Le salarié a été affecté sur une mission ERDF à compter du 1er février 2009.

Le 1er juillet 2009, Monsieur X adressait à Monsieur P, salarié d’ERDF et responsable du projet sur lequel travaillait Monsieur X, un mail personnel lui reprochant des propos racistes que ce dernier considérait avoir relevé dans un mail collectif envoyé par Monsieur P à son équipe à l’occasion de son départ de la société.

Le 23 juillet 2009, Monsieur P transmettait ce mail à son interlocuteur IPPON TECHNOLOGIES.

Par lettre du lundi 3 août 2009 remise en mains propres, Monsieur X a été convoqué à un entretien préalable tenu le mardi 4 août, en vue d’une sanction disciplinaire. Il a été mis à pied à titre conservatoire par lettre du 10 août, et licencié le 12 août 2009 pour faute grave.

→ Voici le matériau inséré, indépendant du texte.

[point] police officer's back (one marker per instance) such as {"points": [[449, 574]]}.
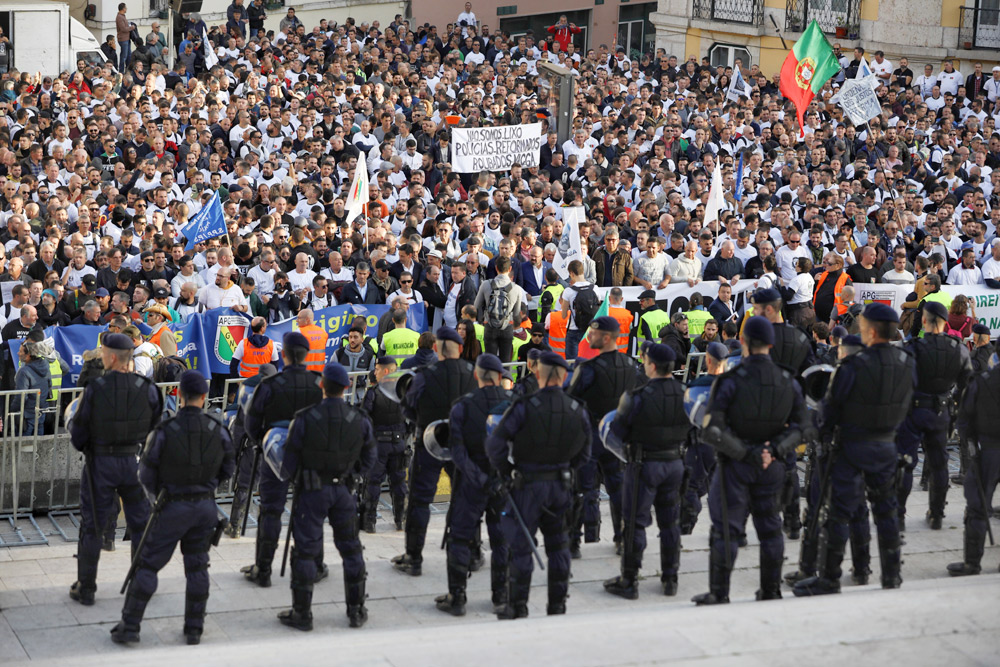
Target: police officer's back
{"points": [[547, 435], [115, 414], [276, 400], [328, 443], [433, 390], [184, 461]]}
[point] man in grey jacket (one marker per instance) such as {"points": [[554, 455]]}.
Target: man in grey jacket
{"points": [[498, 313]]}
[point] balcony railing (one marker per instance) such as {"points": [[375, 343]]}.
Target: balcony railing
{"points": [[830, 14], [979, 28], [749, 12]]}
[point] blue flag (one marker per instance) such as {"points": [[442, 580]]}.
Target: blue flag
{"points": [[206, 224], [738, 194]]}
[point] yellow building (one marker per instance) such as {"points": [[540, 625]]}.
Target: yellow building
{"points": [[924, 31]]}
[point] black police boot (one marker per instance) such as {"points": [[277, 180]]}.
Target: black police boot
{"points": [[241, 499], [972, 561], [454, 602], [518, 586], [890, 556], [718, 586], [398, 505], [828, 566], [260, 572], [498, 584], [861, 558], [354, 595], [300, 615]]}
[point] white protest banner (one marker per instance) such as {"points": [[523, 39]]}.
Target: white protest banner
{"points": [[858, 100], [475, 149], [569, 242]]}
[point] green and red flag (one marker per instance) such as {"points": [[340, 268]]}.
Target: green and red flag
{"points": [[808, 67]]}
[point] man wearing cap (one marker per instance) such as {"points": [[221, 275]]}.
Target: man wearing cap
{"points": [[979, 427], [390, 433], [157, 316], [277, 399], [186, 457], [754, 419], [537, 445], [115, 414], [471, 495], [793, 352], [652, 318], [600, 383], [867, 401], [699, 458], [652, 425], [329, 444], [433, 390], [943, 370]]}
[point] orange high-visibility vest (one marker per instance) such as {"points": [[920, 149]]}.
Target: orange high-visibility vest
{"points": [[837, 290], [558, 322], [625, 319], [254, 357], [316, 358]]}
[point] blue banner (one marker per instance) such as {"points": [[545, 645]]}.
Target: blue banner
{"points": [[207, 341], [207, 223]]}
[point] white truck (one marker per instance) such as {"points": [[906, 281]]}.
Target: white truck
{"points": [[46, 38]]}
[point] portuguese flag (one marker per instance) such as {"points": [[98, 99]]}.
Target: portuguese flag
{"points": [[809, 65]]}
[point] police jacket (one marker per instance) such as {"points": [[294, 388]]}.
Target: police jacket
{"points": [[942, 363], [547, 430], [117, 411], [653, 416], [467, 435], [279, 397], [870, 394], [386, 415], [978, 417], [601, 381], [189, 453], [757, 399], [331, 439], [435, 388]]}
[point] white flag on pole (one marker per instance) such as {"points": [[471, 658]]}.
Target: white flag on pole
{"points": [[358, 195]]}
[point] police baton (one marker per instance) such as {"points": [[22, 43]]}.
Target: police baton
{"points": [[161, 499], [524, 528], [253, 478]]}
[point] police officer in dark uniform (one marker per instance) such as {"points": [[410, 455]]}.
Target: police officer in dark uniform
{"points": [[979, 425], [600, 383], [430, 397], [390, 433], [275, 400], [245, 455], [538, 444], [699, 458], [867, 401], [115, 414], [652, 423], [328, 444], [754, 417], [942, 365], [471, 496], [793, 352], [185, 459]]}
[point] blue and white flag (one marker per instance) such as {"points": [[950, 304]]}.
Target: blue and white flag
{"points": [[207, 223], [738, 87]]}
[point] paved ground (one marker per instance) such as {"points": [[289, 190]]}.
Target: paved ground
{"points": [[934, 619]]}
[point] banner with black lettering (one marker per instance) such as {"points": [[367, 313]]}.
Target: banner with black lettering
{"points": [[476, 149]]}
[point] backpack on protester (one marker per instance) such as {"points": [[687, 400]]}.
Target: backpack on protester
{"points": [[585, 306], [498, 306]]}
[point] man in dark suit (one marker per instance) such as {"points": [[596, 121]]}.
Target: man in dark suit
{"points": [[362, 291]]}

Le salarié a saisi le conseil de prud’hommes le 2 septembre 2009 aux fins de contester les conditions de la rupture de son contrat.

IPPON TECHNOLOGIES
prud’hommes

Action aux prud’hommes contre IPPON TECHNOLOGIES

Par jugement du 1er octobre 2013, le conseil de prud’hommes a :

CONDAMNÉ la société IPPON TECHNOLOGIES à payer la somme de 1.000,00 € à titre de dommages-intérêts pour non respect de la procédure,

DÉBOUTÉ Monsieur X de ses autres demandes,

DIT n’y avoir lieu à exécution provisoire,

MIS les dépens à la charge de Monsieur X.

Le salarié a relevé appel formé de cette décision.

 IPPON TECHNOLOGIES
condamnée :
Décision
de la cour d’appel

IPPON TECHNOLOGIES condamnée : Décision de la cour d’appel

La cour,
Statuant par mise à disposition au greffe, et par décision contradictoire,

CONFIRME le jugement du 1er octobre 2013 en ce qu’il a condamné la société  IPPON TECHNOLOGIES à payer à Monsieur X la somme de 1.000,00 € à titre de dommages-intérêts pour le non respect de la procédure et rejeté les demandes fondées sur le caractère abusif du licenciement et le non-respect de l’obligation de sécurité ;

LE RÉFORME pour le surplus,

Statuant à nouveau sur les autres chefs de demande ;

DIT que la rupture du contrat de travail de Monsieur X est fondée sur la cause réelle et sérieuse mais non sur la faute grave privative du préavis ;

CONSTATE que la société Ippon Technologies ne produit pas les éléments de calcul de la rémunération variable de Monsieur X ;

En conséquence,

CONDAMNE la société  IPPON TECHNOLOGIES à lui régler les sommes suivantes :

  • 16.002,00 € au titre de l’indemnité compensatrice de préavis,
  • 1.600,20 € au titre des congés payés afférents,
  • 500,00 € au titre du variable restant dû ;

DIT que ces sommes produisent des intérêts au taux légal à compter de la réception de la convocation devant le Bureau de conciliation du conseil de prud’hommes ;

CONDAMNE la société  IPPON TECHNOLOGIES aux dépens de l’instance et au paiement de la somme de 2.000,00 € en application de l’article 700 du code de procédure civile.

IPPON TECHNOLOGIES
condamnée
MOTIFS DE LA DÉCISION

Sur la cause du licenciement

En droit, la faute grave résulte d’un fait ou d’un ensemble de faits imputable au salarié qui constitue une violation délibérée des obligations découlant du contrat de travail ou des relations de travail d’une importance telle qu’elle rend impossible le maintien du salarié dans l’entreprise pendant la durée du préavis ; l’employeur doit rapporter la preuve de l’existence de cette faute grave, après l’avoir énoncée dans la lettre de licenciement, dont les termes fixent les limites du litige.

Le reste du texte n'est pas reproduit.